Is this correct? Thank you.

Answer

Nicol Bolas picture Nicol Bolas · Aug 30, 2012

My current understanding is that a lambda with no captured closure is exactly like a C callback. However, when the environment is captured either by value or by reference, an anonymous object is created on the stack.

No; it is always a C++ object with an unknown type, created on the stack. A capture-less lambda can be converted into a function pointer (though whether it is suitable for C calling conventions is implementation dependent), but that doesn't mean it is a function pointer.
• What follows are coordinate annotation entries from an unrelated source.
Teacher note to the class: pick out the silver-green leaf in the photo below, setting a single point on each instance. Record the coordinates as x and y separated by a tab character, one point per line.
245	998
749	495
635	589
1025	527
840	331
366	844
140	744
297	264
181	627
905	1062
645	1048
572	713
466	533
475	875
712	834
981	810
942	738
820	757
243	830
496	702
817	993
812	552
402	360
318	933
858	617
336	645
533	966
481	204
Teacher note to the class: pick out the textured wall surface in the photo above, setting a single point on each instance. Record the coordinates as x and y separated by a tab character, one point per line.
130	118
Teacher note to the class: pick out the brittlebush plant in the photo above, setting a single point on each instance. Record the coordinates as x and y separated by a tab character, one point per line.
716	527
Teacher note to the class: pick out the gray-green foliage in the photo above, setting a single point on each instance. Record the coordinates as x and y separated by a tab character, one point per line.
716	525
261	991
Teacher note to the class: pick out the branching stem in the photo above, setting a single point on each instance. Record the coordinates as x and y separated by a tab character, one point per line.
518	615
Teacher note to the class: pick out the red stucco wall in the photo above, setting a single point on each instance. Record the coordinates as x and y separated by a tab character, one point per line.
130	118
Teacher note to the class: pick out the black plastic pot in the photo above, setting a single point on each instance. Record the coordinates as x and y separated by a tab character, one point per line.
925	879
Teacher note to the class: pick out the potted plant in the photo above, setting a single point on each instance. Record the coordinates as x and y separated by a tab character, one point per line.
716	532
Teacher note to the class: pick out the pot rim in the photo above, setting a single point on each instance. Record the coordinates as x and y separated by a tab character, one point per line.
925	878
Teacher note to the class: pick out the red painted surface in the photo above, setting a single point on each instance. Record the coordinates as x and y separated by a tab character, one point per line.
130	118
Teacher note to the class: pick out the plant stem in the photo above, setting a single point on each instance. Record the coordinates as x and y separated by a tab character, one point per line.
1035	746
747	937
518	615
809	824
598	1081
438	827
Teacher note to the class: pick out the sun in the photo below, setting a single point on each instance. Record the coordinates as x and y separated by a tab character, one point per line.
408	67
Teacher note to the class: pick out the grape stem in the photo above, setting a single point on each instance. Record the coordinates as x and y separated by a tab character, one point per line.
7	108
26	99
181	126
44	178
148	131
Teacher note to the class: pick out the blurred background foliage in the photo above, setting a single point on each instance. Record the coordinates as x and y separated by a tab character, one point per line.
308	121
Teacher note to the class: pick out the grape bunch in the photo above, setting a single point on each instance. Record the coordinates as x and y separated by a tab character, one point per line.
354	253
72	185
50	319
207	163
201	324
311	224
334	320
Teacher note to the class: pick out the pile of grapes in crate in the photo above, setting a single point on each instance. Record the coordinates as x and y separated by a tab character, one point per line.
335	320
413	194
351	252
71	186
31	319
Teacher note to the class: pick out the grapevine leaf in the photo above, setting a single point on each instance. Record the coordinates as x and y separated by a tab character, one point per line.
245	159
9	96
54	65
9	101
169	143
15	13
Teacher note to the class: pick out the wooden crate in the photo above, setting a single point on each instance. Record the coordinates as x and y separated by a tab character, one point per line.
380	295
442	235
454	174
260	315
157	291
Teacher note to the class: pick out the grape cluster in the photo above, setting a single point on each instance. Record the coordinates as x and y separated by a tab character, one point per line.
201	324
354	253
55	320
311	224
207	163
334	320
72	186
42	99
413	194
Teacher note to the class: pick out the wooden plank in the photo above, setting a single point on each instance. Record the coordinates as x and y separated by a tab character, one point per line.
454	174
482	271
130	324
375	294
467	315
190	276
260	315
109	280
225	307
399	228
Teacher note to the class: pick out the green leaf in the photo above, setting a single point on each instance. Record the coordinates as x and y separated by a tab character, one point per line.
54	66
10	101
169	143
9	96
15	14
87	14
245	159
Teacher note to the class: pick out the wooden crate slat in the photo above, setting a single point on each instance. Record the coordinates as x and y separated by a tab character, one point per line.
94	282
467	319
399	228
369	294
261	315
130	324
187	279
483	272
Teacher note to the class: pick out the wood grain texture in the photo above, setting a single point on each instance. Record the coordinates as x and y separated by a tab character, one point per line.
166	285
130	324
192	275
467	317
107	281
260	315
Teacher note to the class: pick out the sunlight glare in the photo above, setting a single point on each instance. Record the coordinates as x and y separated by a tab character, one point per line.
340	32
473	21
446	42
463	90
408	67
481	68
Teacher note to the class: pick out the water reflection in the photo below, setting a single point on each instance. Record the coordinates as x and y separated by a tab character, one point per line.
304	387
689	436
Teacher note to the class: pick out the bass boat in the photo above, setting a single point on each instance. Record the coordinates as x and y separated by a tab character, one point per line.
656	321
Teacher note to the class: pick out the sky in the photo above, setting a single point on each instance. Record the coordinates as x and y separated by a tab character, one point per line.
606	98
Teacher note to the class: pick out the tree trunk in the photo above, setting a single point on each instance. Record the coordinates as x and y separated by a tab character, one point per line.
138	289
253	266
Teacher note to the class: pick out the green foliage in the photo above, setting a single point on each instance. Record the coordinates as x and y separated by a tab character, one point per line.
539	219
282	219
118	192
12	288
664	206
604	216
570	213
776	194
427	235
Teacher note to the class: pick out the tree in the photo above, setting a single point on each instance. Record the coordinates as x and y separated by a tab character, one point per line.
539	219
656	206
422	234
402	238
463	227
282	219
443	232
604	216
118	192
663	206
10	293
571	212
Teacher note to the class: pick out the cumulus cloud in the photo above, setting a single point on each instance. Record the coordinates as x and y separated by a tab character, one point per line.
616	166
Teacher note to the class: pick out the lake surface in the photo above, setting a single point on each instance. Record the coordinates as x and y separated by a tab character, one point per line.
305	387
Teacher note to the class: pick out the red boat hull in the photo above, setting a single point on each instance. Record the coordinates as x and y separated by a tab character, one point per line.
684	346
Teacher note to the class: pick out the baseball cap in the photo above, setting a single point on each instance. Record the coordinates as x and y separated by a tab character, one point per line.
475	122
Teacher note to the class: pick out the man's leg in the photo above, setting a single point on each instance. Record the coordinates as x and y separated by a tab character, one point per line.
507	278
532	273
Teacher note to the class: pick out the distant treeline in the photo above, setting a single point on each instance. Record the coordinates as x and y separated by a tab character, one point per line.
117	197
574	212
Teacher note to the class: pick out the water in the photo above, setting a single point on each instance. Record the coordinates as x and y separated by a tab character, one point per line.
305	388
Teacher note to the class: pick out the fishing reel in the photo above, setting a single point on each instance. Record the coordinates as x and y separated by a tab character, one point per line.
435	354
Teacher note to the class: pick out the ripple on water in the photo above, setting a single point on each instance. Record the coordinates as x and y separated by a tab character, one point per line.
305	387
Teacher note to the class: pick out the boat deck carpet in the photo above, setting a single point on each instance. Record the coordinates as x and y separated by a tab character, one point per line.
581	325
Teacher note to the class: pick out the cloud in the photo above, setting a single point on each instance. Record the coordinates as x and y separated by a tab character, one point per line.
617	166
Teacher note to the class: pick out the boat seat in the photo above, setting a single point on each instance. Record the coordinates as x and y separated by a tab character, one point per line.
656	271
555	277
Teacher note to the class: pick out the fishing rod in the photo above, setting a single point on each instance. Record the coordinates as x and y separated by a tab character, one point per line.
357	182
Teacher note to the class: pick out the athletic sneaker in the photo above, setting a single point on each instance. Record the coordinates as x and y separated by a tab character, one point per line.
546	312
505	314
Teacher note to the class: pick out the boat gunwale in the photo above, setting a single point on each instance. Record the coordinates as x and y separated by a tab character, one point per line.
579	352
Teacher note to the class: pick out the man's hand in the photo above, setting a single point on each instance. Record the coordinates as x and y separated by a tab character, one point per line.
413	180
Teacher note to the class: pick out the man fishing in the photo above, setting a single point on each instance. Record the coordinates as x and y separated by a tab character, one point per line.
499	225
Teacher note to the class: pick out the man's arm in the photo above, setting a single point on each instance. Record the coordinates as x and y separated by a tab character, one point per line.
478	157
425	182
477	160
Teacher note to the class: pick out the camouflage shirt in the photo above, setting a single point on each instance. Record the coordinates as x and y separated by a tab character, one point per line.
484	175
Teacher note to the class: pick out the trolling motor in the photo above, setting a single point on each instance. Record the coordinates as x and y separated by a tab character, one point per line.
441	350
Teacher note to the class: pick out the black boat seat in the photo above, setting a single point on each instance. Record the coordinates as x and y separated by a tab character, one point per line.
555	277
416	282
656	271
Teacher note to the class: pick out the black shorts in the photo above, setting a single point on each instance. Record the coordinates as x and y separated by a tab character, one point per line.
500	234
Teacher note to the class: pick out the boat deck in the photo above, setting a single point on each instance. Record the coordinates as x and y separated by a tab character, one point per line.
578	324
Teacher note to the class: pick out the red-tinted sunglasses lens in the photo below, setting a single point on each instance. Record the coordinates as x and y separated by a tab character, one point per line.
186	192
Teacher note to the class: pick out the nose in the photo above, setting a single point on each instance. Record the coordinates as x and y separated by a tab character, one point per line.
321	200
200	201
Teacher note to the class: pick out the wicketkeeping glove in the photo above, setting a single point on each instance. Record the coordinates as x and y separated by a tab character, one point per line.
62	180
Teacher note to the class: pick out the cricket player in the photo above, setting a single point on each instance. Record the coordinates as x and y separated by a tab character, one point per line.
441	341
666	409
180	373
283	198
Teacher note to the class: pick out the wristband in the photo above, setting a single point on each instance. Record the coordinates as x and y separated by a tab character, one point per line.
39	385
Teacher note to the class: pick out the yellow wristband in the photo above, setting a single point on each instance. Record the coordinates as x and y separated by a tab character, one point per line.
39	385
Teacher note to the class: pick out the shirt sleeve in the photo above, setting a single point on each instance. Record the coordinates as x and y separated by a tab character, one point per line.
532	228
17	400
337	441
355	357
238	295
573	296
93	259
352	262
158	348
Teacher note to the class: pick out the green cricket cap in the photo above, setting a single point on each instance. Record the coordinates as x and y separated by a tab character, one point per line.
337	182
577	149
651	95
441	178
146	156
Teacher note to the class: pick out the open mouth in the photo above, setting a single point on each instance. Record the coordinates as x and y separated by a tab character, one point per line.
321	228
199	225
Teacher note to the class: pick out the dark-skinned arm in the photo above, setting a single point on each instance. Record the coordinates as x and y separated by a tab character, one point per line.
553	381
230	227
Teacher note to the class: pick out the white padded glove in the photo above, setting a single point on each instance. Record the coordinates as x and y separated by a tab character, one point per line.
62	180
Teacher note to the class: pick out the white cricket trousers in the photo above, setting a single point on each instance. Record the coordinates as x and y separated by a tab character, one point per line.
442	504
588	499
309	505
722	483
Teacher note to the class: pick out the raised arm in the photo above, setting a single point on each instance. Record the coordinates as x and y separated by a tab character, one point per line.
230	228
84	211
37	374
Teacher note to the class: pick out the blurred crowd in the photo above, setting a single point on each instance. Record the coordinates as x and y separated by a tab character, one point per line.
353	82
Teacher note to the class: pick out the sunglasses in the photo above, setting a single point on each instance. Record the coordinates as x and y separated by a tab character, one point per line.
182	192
When a value-closure must be returned from a function, one wraps it in std::function. What happens to the closure memory in this case?

A lambda isn't anything special in C++11. It's an object like any other object. A lambda expression results in a temporary, which can be used to initialize a variable on the stack:

auto lamb = []() {return 5;};

lamb is a stack object. It has a constructor and destructor. And it will follow all of the C++ rules for that. The type of lamb will contain the values/references that are captured; they will be members of that object, just like any other object members of any other type.

You can give it to a std::function:

auto func_lamb = std::function<int()>(lamb);

In this case, it will get a copy of the value of lamb. If lamb had captured anything by value, there would be two copies of those values; one in lamb, and one in func_lamb.

When the current scope ends, func_lamb will be destroyed, followed by lamb, as per the rules of cleaning up stack variables.

You could just as easily allocate one on the heap:

auto func_lamb_ptr = new std::function<int()>(lamb);

Exactly where the memory for the contents of a std::function goes is implementation-dependent, but the type-erasure employed by std::function generally requires at least one memory allocation. This is why std::function's constructor can take an allocator.

Is it freed whenever the std::function is freed, i.e., is it reference-counted like a std::shared_ptr?

std::function stores a copy of its contents. Like virtually every standard library C++ type, function uses value semantics. Thus, it is copyable; when it is copied, the new function object is completely separate. It is also moveable, so any internal allocations can be transferred appropriately without needing more allocating and copying.

Thus there is no need for reference counting.

Everything else you state is correct, assuming that "memory allocation" equates to "bad to use in real-time code".